Watlington invited the couple onto his ship and played the recording below of a male humpback, which he had picked up while doing work with underwater microphones called hydrophones. At the time, the hydrophones were being used by the Navy to listen for enemy submarines.

"I had never heard anything like it," Katy told NPR. "Oh, my God, tears flowed from our cheeks. We were just completely transfixed and amazed because the sounds are so beautiful, so powerful—so variable. They were, as we learned later, the sounds of just one animal. Just one animal."

Watlington had kept the recordings a secret for fear that the songs of the humpbacks would be used to find and kill them. He instead handed them off to the Paynes, who found there was more to discover in them than anyone initially realized.

In an effort to “see” the sounds, Katy made spectrograms showing the frequencies in a purely visual way. It was in the spectrograms that she started to notice a structure and what appeared to be rhythms and melodies. As she’d discover, the vocal patterns of humpback males (they’re the only ones who sing) aren’t random, and whales in a group will sing a song in roughly the same way.
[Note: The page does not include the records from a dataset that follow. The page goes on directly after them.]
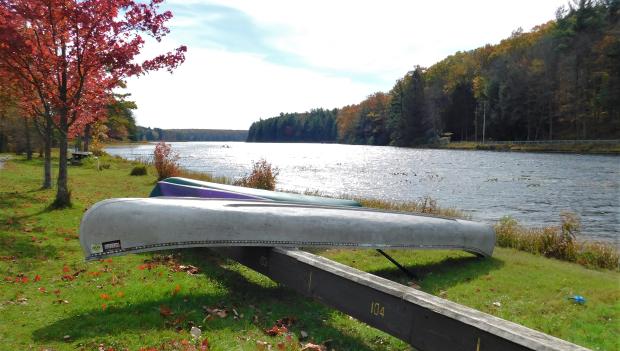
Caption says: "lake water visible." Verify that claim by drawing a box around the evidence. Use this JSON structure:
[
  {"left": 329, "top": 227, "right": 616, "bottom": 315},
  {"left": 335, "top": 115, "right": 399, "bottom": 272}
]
[{"left": 106, "top": 142, "right": 620, "bottom": 244}]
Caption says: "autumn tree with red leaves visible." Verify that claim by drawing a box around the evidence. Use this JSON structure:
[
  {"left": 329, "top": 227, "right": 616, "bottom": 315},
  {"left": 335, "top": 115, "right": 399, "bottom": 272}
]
[{"left": 0, "top": 0, "right": 187, "bottom": 207}]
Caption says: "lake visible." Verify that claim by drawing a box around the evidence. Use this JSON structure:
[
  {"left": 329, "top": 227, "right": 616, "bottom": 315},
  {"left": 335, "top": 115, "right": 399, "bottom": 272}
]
[{"left": 106, "top": 142, "right": 620, "bottom": 244}]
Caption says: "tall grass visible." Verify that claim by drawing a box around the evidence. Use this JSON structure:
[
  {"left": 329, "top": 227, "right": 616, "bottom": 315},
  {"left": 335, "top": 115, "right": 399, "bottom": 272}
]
[
  {"left": 234, "top": 159, "right": 280, "bottom": 190},
  {"left": 495, "top": 213, "right": 620, "bottom": 271},
  {"left": 153, "top": 141, "right": 179, "bottom": 180},
  {"left": 355, "top": 196, "right": 471, "bottom": 219}
]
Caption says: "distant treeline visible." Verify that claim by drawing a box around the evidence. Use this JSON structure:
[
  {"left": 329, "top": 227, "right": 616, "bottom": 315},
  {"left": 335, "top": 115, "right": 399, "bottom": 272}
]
[
  {"left": 247, "top": 109, "right": 338, "bottom": 143},
  {"left": 135, "top": 126, "right": 248, "bottom": 141},
  {"left": 248, "top": 0, "right": 620, "bottom": 146}
]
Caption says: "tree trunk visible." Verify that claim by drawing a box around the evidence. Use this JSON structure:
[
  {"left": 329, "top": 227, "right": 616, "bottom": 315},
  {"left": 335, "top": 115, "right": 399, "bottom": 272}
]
[
  {"left": 82, "top": 124, "right": 91, "bottom": 152},
  {"left": 24, "top": 118, "right": 32, "bottom": 160},
  {"left": 52, "top": 110, "right": 71, "bottom": 208},
  {"left": 43, "top": 116, "right": 54, "bottom": 189}
]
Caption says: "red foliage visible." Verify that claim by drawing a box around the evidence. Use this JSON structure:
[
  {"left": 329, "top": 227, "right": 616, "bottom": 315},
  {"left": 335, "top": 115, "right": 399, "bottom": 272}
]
[
  {"left": 154, "top": 141, "right": 179, "bottom": 180},
  {"left": 0, "top": 0, "right": 187, "bottom": 138}
]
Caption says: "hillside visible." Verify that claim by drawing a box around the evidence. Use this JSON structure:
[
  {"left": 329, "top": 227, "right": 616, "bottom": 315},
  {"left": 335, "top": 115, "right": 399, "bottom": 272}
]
[{"left": 248, "top": 0, "right": 620, "bottom": 146}]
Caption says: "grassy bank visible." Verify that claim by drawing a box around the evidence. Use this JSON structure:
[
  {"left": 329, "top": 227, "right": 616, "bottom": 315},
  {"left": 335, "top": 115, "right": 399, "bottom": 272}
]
[
  {"left": 440, "top": 142, "right": 620, "bottom": 155},
  {"left": 0, "top": 157, "right": 620, "bottom": 350}
]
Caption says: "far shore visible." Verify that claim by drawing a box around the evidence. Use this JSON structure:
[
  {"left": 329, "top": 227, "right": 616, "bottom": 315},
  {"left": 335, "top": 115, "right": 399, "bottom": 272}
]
[{"left": 103, "top": 140, "right": 620, "bottom": 155}]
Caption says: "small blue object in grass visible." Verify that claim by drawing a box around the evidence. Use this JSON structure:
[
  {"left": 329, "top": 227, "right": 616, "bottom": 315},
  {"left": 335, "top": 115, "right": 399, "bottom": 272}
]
[{"left": 569, "top": 295, "right": 586, "bottom": 305}]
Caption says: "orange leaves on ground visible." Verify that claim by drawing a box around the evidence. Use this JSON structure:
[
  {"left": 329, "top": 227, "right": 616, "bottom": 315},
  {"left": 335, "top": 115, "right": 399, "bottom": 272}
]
[
  {"left": 300, "top": 343, "right": 327, "bottom": 351},
  {"left": 4, "top": 273, "right": 31, "bottom": 284},
  {"left": 61, "top": 265, "right": 86, "bottom": 282},
  {"left": 138, "top": 263, "right": 155, "bottom": 271},
  {"left": 202, "top": 306, "right": 228, "bottom": 320},
  {"left": 61, "top": 274, "right": 75, "bottom": 282},
  {"left": 159, "top": 305, "right": 172, "bottom": 318},
  {"left": 265, "top": 325, "right": 288, "bottom": 336},
  {"left": 139, "top": 339, "right": 209, "bottom": 351}
]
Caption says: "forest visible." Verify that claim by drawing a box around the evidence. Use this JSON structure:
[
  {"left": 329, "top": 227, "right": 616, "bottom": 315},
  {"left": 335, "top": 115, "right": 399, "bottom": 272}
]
[
  {"left": 247, "top": 0, "right": 620, "bottom": 146},
  {"left": 135, "top": 126, "right": 248, "bottom": 141}
]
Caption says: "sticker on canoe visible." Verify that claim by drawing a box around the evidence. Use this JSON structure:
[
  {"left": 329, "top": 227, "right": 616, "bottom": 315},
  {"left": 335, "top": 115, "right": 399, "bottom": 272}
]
[
  {"left": 90, "top": 244, "right": 103, "bottom": 253},
  {"left": 101, "top": 240, "right": 121, "bottom": 252}
]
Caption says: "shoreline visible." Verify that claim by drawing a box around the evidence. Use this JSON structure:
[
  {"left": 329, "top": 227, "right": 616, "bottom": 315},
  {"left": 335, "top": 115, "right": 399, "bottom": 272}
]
[
  {"left": 102, "top": 140, "right": 620, "bottom": 156},
  {"left": 0, "top": 155, "right": 620, "bottom": 351}
]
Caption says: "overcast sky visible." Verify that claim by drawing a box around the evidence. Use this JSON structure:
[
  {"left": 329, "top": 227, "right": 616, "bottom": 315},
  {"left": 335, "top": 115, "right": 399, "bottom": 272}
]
[{"left": 128, "top": 0, "right": 566, "bottom": 129}]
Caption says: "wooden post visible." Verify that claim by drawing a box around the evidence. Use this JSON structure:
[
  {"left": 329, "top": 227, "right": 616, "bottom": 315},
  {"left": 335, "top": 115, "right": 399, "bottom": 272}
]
[{"left": 214, "top": 247, "right": 587, "bottom": 351}]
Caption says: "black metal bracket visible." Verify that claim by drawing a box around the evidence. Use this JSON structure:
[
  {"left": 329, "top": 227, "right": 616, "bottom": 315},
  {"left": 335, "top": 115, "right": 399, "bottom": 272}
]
[
  {"left": 377, "top": 249, "right": 419, "bottom": 280},
  {"left": 216, "top": 247, "right": 588, "bottom": 351}
]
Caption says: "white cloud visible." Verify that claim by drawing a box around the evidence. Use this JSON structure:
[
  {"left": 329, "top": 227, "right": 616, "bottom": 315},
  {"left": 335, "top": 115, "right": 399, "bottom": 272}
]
[
  {"left": 128, "top": 49, "right": 373, "bottom": 129},
  {"left": 129, "top": 0, "right": 565, "bottom": 129}
]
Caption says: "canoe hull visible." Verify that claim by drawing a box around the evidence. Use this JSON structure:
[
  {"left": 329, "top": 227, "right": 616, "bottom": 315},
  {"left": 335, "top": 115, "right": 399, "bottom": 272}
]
[
  {"left": 149, "top": 177, "right": 361, "bottom": 207},
  {"left": 80, "top": 197, "right": 495, "bottom": 259}
]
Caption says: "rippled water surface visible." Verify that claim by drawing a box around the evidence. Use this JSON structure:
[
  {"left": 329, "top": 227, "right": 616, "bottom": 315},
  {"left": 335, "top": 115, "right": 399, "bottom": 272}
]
[{"left": 106, "top": 142, "right": 620, "bottom": 243}]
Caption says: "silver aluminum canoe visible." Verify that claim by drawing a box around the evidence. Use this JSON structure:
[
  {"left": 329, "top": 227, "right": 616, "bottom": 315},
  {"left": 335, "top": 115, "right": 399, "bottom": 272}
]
[{"left": 80, "top": 197, "right": 495, "bottom": 259}]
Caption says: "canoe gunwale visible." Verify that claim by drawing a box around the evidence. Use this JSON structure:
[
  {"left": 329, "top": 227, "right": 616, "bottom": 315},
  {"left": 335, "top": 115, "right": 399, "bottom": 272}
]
[{"left": 86, "top": 239, "right": 489, "bottom": 261}]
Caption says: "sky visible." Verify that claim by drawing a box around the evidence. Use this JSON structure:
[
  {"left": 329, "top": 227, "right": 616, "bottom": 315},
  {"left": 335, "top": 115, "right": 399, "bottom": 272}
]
[{"left": 127, "top": 0, "right": 566, "bottom": 129}]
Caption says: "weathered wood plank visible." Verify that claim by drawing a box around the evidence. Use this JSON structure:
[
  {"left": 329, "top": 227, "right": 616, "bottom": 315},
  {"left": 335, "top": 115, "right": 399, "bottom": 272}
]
[{"left": 216, "top": 247, "right": 587, "bottom": 351}]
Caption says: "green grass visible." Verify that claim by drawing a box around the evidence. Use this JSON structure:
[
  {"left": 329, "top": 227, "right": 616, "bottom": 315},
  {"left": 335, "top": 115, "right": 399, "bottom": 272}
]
[
  {"left": 440, "top": 141, "right": 620, "bottom": 155},
  {"left": 0, "top": 156, "right": 620, "bottom": 350}
]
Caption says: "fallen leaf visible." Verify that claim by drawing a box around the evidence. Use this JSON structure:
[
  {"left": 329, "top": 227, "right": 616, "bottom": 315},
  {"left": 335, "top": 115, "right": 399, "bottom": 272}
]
[
  {"left": 189, "top": 327, "right": 202, "bottom": 339},
  {"left": 256, "top": 340, "right": 271, "bottom": 351},
  {"left": 200, "top": 338, "right": 209, "bottom": 351},
  {"left": 159, "top": 305, "right": 172, "bottom": 318},
  {"left": 300, "top": 343, "right": 327, "bottom": 351},
  {"left": 265, "top": 325, "right": 288, "bottom": 336}
]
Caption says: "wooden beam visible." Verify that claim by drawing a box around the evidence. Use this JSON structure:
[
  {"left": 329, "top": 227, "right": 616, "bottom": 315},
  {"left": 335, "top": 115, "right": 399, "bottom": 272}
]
[{"left": 215, "top": 247, "right": 587, "bottom": 351}]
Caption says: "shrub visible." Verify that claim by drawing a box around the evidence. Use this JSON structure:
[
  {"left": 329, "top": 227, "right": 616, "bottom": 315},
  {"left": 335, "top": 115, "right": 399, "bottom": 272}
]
[
  {"left": 356, "top": 194, "right": 470, "bottom": 219},
  {"left": 153, "top": 141, "right": 179, "bottom": 180},
  {"left": 234, "top": 159, "right": 280, "bottom": 190},
  {"left": 129, "top": 165, "right": 146, "bottom": 176},
  {"left": 495, "top": 212, "right": 620, "bottom": 270}
]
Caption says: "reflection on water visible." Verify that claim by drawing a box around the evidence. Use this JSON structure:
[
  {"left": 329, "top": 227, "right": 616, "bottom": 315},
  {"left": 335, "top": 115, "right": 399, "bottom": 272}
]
[{"left": 106, "top": 142, "right": 620, "bottom": 241}]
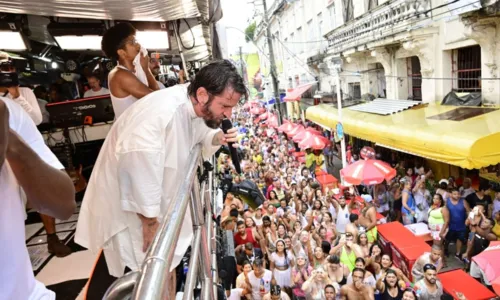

The whales will also make changes through time—altering rhythm, pitch, and duration after listening to each other. In other words, it’s sort of like they’re engaged in one long songwriting session.

Scientists aren’t totally sure why the songs change, but Katy said it might have something to do with—what else?—attracting females. The males might be awarded for their innovations, not so unlike human courting methods.

Proving this phenomenon was occurring wasn’t easy. The Paynes spent years recording whales, jetting around the world listening to the music of the ocean—while making their own at night. In 1970, Capitol Records released an album of humpback whale songs recorded by Roger, Katy and Frank, which remains the best-selling nature sounds album of all time.

Years later, at a Greenpeace meeting in Vancouver, an anti-war activist played the whale songs for then-director Rex Weyler. At the time, the fledgling organization was looking for a cause to kickstart environmental efforts. With that, Save the Whales was born. Fast forward to earlier this year, when the National Oceanic and Atmospheric Administration proposed changing the way humpback whales are classified under the Endangered Species Act. Of the 14 distinct populations in the species, only two would still be considered endangered and two would be classified as threatened.